Younger adults, and especially teens, have faced greater restrictions on activities and experiences typical of adolescence and youth, Sutin’s study concluded. It found that individuals under 30 exhibited the sharpest drops in conscientiousness and agreeableness.
“When your whole world goes into the virtual space, you lose that training ground for being able to be more conscientious,” Harmon said, adding that she saw a lot of social anxiety in younger generations, perhaps because they had not accumulated as many in-person experiences and coping skills.
Several months ago, Anviksha Kalscheur’s practice in Chicago established a teen support program to help young people address feelings of disconnect and isolation.

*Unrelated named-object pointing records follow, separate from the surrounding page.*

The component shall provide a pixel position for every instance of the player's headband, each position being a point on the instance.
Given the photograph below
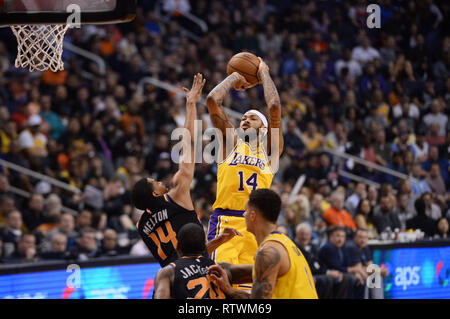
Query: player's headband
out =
(260, 115)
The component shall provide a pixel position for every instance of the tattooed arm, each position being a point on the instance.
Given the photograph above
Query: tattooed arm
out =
(273, 102)
(221, 278)
(267, 266)
(214, 102)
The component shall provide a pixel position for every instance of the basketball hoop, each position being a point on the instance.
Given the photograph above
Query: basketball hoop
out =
(40, 47)
(40, 26)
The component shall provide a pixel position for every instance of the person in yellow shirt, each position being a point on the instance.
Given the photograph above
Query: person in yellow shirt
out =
(280, 271)
(246, 167)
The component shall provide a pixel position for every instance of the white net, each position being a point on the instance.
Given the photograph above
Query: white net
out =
(40, 47)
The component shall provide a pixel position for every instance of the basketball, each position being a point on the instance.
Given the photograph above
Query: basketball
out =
(246, 64)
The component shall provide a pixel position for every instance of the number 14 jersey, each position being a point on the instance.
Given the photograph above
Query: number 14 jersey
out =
(158, 228)
(245, 169)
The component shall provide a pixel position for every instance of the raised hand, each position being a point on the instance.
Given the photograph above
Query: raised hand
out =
(196, 91)
(228, 233)
(241, 83)
(263, 67)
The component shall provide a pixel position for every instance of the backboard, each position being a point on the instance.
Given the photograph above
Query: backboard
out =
(29, 12)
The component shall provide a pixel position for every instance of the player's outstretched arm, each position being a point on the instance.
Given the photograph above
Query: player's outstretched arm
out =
(227, 234)
(163, 282)
(273, 103)
(183, 178)
(215, 98)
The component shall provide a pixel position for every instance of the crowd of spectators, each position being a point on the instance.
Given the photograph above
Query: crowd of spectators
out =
(379, 94)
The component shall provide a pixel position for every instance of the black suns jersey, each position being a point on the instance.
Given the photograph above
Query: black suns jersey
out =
(190, 280)
(158, 228)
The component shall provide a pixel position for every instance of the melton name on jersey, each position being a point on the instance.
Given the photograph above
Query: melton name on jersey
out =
(158, 228)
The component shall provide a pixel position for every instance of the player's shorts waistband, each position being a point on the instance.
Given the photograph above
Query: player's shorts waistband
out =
(228, 212)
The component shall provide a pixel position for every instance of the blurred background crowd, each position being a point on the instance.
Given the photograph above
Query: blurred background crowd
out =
(379, 94)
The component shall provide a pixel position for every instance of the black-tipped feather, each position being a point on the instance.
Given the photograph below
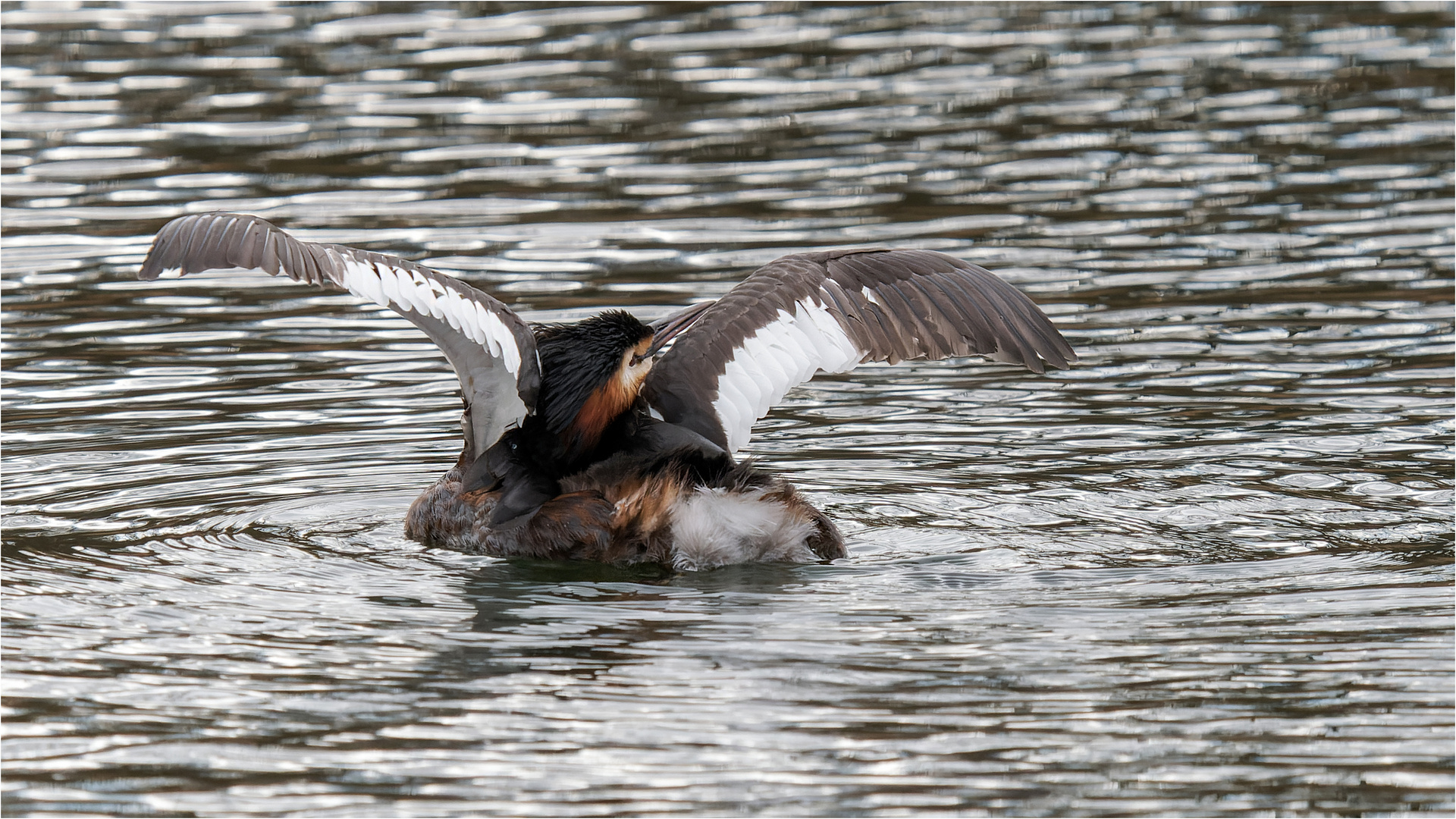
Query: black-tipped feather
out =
(881, 306)
(494, 395)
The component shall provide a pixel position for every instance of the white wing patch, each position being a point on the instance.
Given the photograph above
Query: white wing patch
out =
(774, 360)
(405, 290)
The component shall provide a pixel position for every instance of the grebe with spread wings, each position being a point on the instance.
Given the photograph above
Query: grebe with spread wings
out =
(613, 441)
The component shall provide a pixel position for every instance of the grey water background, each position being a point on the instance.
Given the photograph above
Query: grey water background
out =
(1207, 572)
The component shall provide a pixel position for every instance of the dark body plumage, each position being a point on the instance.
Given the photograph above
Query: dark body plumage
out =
(577, 447)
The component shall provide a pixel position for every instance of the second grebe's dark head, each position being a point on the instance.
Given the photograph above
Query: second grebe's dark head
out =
(592, 372)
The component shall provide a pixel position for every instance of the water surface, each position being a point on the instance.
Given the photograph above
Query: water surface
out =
(1206, 572)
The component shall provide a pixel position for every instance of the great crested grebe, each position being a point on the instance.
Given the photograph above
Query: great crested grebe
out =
(590, 442)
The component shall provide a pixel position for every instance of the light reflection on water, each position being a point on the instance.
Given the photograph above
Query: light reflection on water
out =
(1206, 572)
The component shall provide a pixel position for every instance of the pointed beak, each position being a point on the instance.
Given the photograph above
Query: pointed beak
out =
(669, 328)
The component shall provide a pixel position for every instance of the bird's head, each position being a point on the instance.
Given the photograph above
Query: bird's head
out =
(593, 371)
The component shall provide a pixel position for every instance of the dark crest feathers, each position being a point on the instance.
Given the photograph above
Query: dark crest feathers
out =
(577, 359)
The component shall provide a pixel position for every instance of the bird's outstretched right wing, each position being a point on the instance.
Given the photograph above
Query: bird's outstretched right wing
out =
(829, 312)
(491, 349)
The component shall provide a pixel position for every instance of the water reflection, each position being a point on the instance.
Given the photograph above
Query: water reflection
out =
(1204, 572)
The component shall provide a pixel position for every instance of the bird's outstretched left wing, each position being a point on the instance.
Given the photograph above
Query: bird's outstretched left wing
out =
(491, 349)
(829, 312)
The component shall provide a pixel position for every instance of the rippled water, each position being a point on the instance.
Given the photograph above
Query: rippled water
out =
(1207, 572)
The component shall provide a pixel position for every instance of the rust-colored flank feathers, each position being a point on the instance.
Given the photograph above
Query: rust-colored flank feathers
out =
(590, 442)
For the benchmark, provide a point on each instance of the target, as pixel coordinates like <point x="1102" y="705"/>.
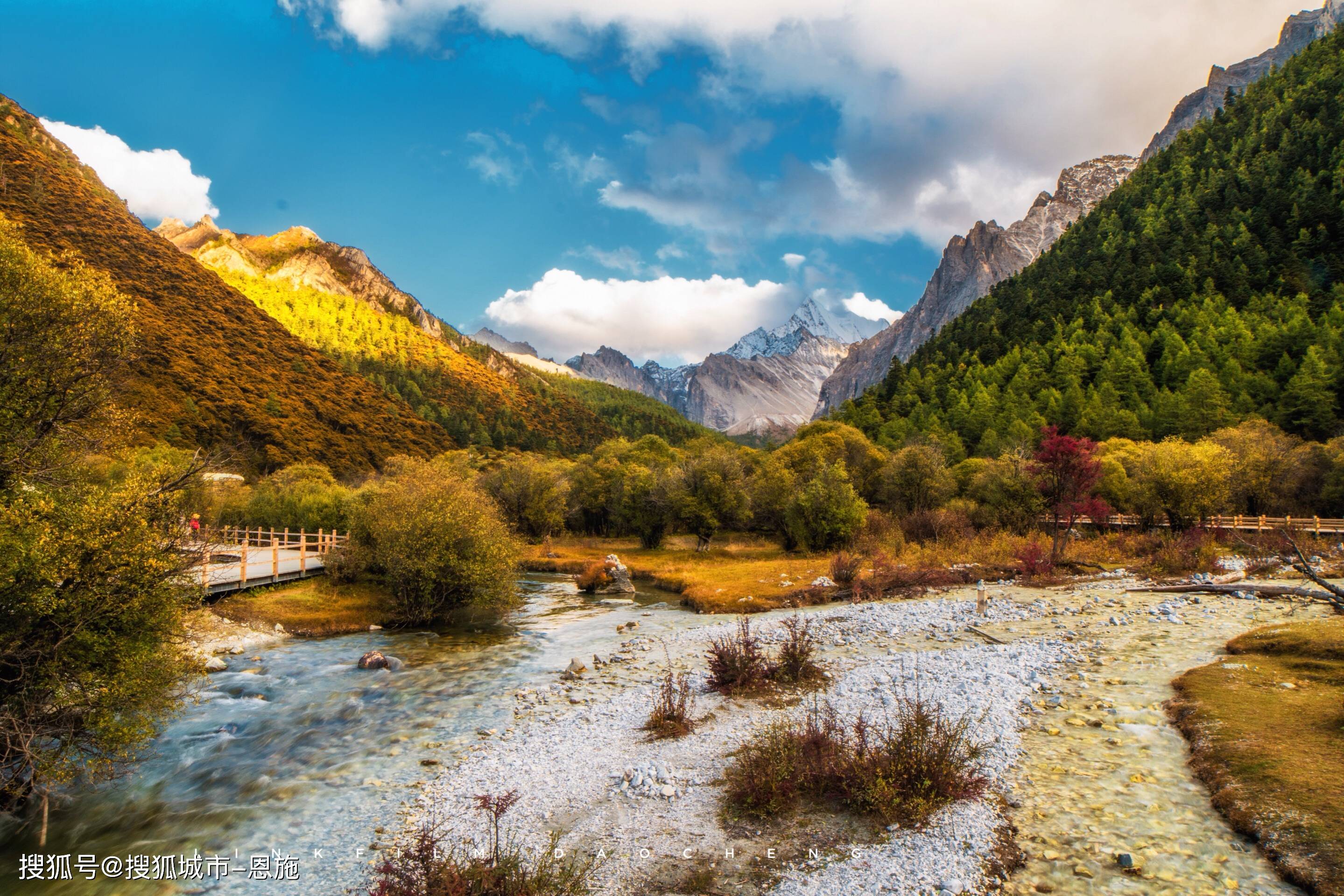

The teenagers have expressed an overall negative outlook toward the future and heightened social anxiety, she said. The therapists picked up on a “little bit of a dark cloud” in their clients’ outlook when it came to perceiving the uncertainty of the years ahead, Kalscheur said.
Connection, attachment and interaction with others are critical to developing personality, Kalscheur said, adding that identity and personality are still being formed in younger teens.
“You’re at that stage of development, where they’re not getting those cues, those attachments, those learning, like all those different pieces that happen that you don’t even often think about,” she said. “So of course, your environment has such a huge impact and in that particular time frame.”
How long the changes of the pandemic period will last remains an open question, the study’s authors said.
Therapists including Glover Tawwab said the transition period into in-person life after the worst of the crisis could present an opportunity to reintegrate slowly and to reconnect with people and experiences more intentionally.
“This is a wonderful time to really observe what things you miss, and what things you enjoy being away from,” she said. “So we have this time now to create what we really want.”
Grace Wilentz, a 37-year-old poet who lives in Dublin, said that the pandemic’s silver lining for her has been gaining greater self-awareness that has caused her to rekindle lapsed friendships. She has been taking time to reconnect with old friends over workday lunches.
“I was expecting that those relationships would be kind of hard to revive,” she said. “In a certain way, they’re kind of richer and more solid.”
Positive transformation is possible in times of uncertainty, Kalscheur said.
“Sometimes, like, it takes a real breakdown in our social, cultural, even our mental health norms to transform into something that’s better,” she said. “It’s almost like you break down to rebuild back up.”